Münchner Zeitensprünge
2000
0 Chronik 2026
15. Juni 1834
Ein angeblicher Angriff der Haberer auf Schloss Maxlrain

Schloss Maxlrain * In der Nacht vom 15. zum 16. Juni 1834 verüben - angeblich - die Haberer einen „lebens- und eigentumsgefährlichen Angriff auf das Schloß Maxlrain“.

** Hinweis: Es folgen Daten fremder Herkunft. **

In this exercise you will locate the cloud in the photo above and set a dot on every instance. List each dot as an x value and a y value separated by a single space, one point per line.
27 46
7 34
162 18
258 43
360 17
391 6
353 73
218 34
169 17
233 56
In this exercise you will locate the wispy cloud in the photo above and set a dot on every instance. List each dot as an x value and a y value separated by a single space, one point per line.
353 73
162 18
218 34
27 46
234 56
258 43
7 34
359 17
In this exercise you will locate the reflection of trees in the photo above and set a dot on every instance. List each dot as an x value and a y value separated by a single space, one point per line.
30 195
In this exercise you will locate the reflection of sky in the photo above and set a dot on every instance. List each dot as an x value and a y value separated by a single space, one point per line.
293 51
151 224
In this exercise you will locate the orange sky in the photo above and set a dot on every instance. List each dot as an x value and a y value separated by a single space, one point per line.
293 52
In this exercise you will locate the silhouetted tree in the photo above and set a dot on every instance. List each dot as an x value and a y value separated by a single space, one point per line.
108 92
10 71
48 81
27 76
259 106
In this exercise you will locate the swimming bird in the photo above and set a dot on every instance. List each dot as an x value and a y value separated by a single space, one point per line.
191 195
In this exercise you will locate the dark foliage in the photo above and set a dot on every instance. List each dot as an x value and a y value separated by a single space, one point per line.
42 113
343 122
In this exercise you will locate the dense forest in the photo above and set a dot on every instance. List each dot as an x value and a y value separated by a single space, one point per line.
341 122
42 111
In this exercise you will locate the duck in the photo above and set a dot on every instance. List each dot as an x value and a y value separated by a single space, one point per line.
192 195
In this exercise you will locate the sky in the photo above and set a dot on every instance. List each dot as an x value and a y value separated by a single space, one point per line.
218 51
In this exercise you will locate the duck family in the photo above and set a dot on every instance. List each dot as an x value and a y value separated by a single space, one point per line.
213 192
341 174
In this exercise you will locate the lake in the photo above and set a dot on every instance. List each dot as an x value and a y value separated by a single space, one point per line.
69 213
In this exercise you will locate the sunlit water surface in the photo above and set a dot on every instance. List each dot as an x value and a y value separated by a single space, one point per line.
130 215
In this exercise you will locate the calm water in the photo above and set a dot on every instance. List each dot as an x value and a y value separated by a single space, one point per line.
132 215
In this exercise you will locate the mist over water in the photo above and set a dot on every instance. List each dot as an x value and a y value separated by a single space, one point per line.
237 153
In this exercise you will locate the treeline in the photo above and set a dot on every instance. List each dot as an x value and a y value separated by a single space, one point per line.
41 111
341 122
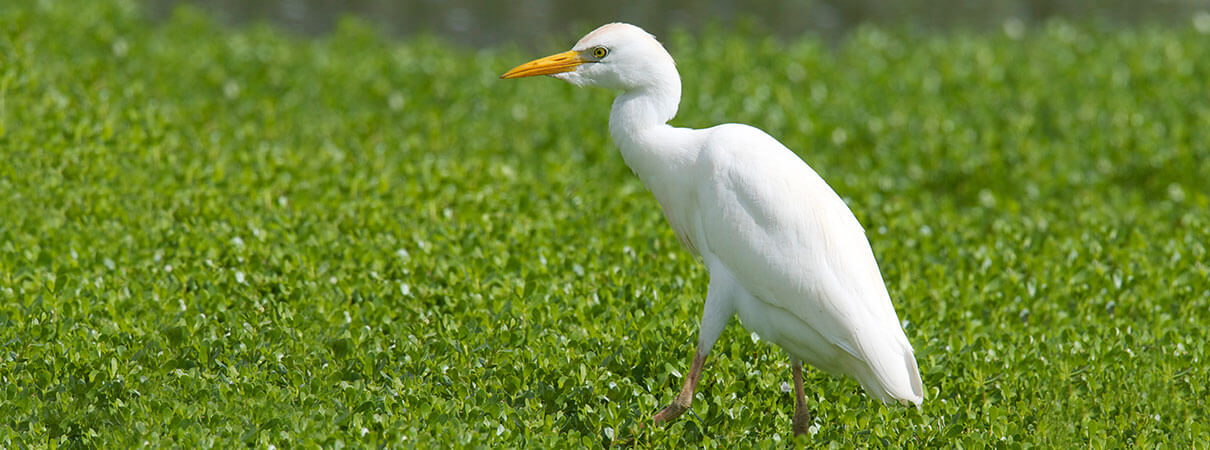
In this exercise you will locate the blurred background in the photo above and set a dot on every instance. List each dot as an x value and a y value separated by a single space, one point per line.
534 22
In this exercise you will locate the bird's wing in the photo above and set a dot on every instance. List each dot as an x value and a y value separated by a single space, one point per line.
795 246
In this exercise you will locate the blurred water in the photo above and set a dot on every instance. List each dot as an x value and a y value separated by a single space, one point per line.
533 22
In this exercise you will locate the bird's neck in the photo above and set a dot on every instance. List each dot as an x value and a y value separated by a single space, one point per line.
638 121
643 108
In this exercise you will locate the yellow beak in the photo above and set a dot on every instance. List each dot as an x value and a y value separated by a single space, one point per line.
552 64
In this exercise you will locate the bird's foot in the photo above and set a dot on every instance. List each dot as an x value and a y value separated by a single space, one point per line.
801 421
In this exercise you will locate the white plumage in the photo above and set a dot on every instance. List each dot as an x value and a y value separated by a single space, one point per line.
784 252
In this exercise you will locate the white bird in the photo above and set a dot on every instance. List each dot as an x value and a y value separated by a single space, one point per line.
783 249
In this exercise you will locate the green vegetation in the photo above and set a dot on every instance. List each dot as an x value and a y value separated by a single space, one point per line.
213 236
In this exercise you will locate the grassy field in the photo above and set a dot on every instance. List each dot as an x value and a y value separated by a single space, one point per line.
213 237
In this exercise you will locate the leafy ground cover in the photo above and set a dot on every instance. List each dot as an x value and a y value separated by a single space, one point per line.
218 236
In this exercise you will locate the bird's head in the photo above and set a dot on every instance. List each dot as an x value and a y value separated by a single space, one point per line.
616 56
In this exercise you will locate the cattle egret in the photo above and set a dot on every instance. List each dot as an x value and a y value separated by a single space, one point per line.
784 252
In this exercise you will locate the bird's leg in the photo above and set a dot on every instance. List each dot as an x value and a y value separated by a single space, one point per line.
680 404
714 318
801 416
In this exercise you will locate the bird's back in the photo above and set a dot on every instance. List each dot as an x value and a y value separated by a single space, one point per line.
800 253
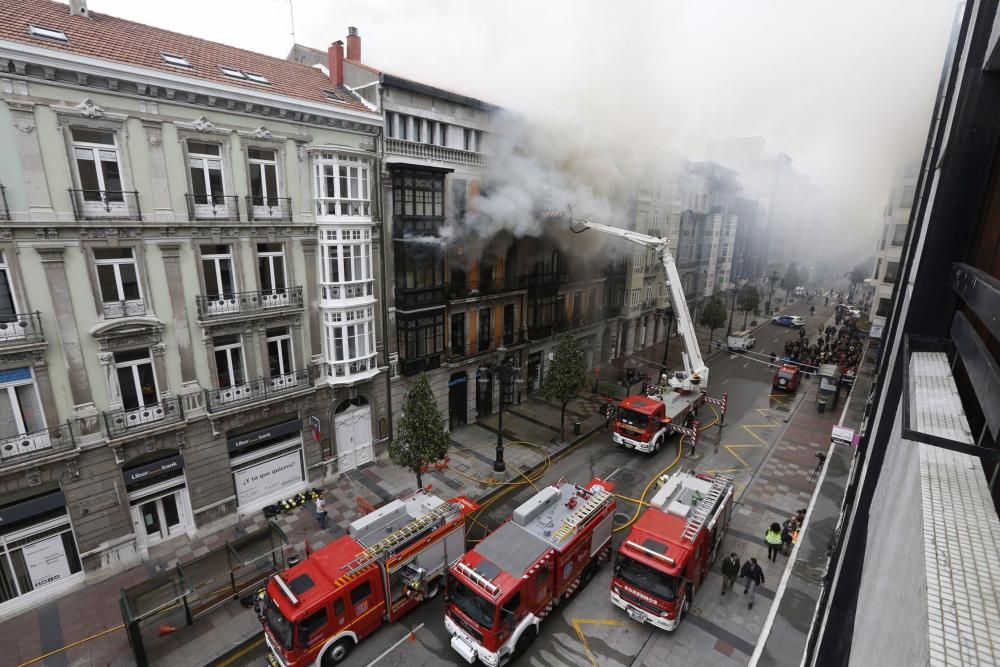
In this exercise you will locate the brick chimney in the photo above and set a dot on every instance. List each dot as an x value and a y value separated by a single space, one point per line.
353 45
335 61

Doch bei der „Schlacht von Maxlrain“ sind vollkommen andere Gründe maßgeblich. Bestimmt werden Mord- und Branddrohungen ausgesprochen, denn die bewaffneten Burschen verdächtigen den Maxlrainer Jäger des Mordes an einem ihrer Freunde. Der Aufruhr läuft ziemlich unorganisiert ab und hat auch sonst nur wenig Ähnlichkeit mit einem Haberfeldtreiben. 

11. August 1834
Die Angst vor den Haberern wächst ins Unermessliche

Schloss Maxlrain * Auf den Maxlrainer Schlossherrn, Carl Theodor Graf von Lodron, wird ein Überfall versucht und am 11. August 1834 in einem Drohbrief ein Brandanschlag ankündigt. Jetzt wächst die Angst vor den Haberern ins Unermessliche. Auch, weil das Schloss Valley bereits am 17. Juli 1834 abgebrannt war. 

8. November 1918
Die Flucht der königlichen Familie endet auf Schloss Wildenwart

Schloss Wildenwart * Um 4:30 Uhr früh kommt Ex-König Ludwig III. und Ex-Königin Marie Therese samt Ex-Prinzessin Helmtrud, Flügeladjutant Ludwig Graf von Holnstein und einen Kriminalwachtmeister auf Schloss Wildenwart an.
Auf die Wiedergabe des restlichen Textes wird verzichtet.